Launched in 2016 in response to a Tel Aviv shooting and the Pulse Nightclub shooting in Orlando, Florida, Gabriel offers a suite of surveillance products for “security and safety” incidents at “so-called soft targets and communal spaces, including schools, community centers, synagogues and churches.” The company makes the lofty promise that its products “stop mass shootings.” According to a 2018 report on Gabriel published in the Jerusalem Post, there were an estimated 475,000 such “soft targets” across the U.S., meaning that “the potential market for Gabriel is huge.”
Gabriel, since its founding, has been backed by “an impressive group of leaders,” mainly “former leaders of Mossad, Shin Bet [Israel’s domestic intelligence agency], FBI and CIA.” In recent years, even more former leaders of Israeli and American intelligence agencies have found their way onto Gabriel’s advisory board and have promoted the company’s products.
While the adoption of its surveillance technology was slower than expected in the United States, that dramatically changed last year, when an “anonymous philanthropist” gave the company $1 million to begin installing its products throughout schools, houses of worship and community centers throughout the country. That same “philanthropist” has promised to recruit others to match his donation, with the ultimate goal of installing Gabriel’s system in “every single synagogue, school and campus community in the country.”
With this CIA, FBI and Mossad-backed system now being installed throughout the United States for “free,” it is worth taking a critical look at Gabriel and its products, particularly the company’s future vision for its surveillance system. Perhaps unsurprisingly, much of the company’s future vision coincides with the vision of the intelligence agencies backing it – pre-crime, robotic policing and biometric surveillance.
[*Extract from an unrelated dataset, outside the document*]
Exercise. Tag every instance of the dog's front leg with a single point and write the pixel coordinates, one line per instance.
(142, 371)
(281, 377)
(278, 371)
“Safety” Through Invasive Surveillance
Gabriel’s product suite is built around its “smart shield” panic button. The panic button can be activated both manually and remotely and offers two-way communication, a live video feed, instant altering and gunshot detection by acoustic means. However, the panic button is meant to be used in tandem with company’s “threat detection” suite, which includes “smart cameras” that use AI, facial recognition and related technologies to detect not just weapons, but also “fights” and “abnormal behavior” of people in a particular area. Gabriel’s cameras and panic buttons throughout a facility are meant to act as “activation triggers.” The triggering is largely automated and managed by AI. When an “activation trigger” is set off, the Gabriel system then enters any one of its alert modes, which include emergency, panic, silent panic and yellow (which is the alert mode for minor incidents).